Transplants are coordinated by the United Network for Organ Sharing. A hospital will suggest placement on the list once patients meet their criteria, they must then meet UNOS criteria. Criteria for either can include overall patient health, antibody production, risks to health following transplant, and reason for the need. These criteria ensure that the person getting the organ will have the best chance of survival post-transplant. A wait for an organ can vary, with Kidney transplants taking about five years. Receiving an organ over another waiter is based on many factors; Blood type match, size/shape match, urgency for the organ, proximity to donor, and time spent on the list are factored in to the decision.

Receiving Transplants

Transplantation is very serious and risky surgery. A person’s body must be able to handle the complete removal of an organ followed by introduction of a ‘foreign’ organ.
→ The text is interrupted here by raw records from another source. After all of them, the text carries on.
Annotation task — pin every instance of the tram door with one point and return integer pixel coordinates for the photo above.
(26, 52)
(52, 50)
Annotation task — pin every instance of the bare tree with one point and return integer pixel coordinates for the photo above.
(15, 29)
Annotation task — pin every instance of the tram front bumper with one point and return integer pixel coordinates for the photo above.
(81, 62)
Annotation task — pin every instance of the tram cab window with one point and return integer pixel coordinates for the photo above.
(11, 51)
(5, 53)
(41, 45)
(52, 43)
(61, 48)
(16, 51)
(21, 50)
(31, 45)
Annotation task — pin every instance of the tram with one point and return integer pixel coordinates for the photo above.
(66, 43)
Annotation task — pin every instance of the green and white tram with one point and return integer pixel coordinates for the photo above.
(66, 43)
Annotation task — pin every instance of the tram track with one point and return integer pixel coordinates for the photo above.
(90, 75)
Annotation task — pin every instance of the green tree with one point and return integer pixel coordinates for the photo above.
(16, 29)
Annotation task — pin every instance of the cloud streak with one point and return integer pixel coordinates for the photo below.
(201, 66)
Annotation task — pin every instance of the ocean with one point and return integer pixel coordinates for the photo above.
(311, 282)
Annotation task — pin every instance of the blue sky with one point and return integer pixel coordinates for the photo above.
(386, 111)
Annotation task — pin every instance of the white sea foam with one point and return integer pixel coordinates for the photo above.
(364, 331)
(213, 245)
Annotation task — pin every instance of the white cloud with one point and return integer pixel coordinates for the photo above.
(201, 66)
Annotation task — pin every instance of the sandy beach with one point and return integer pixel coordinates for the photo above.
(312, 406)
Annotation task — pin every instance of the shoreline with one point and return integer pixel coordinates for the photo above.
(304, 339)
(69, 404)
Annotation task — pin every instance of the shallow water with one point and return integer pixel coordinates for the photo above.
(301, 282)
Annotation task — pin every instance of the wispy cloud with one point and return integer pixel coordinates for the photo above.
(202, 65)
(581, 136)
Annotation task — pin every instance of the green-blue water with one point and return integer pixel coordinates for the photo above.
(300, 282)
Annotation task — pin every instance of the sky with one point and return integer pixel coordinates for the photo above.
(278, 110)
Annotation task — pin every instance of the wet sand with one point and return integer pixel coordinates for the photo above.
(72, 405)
Immunosuppressant medications are taken for the lifetime of the patient after transplant. These medications can put the patient at risk for developing other infections and other conditions. Even with these drugs, the body can still reject the organ anywhere from an hour after the surgery to 5 years later. Many patients are refused transplant because the benefit to them does not outweigh the risks involved.

If Ameilia receives a transplant the odds are still not in her favor. She would not likely get an organ if placed on the transplant list because others would receive the organ first. An organ directly donated to her without the list would still be risky. Her condition makes it likely that her body will reject the organ and cause more serious problems. She has already had other serious surgeries, putting her in increased bodily stress. She could even die as a result of organ failure. If Ameilia does not receive a transplant it will not be because of her mental condition but because of her physical risk factors. The real issue in this argument, as a parenting blog Friday alludes to, may be the poor word choice and explanations of the CHOP representing doctor.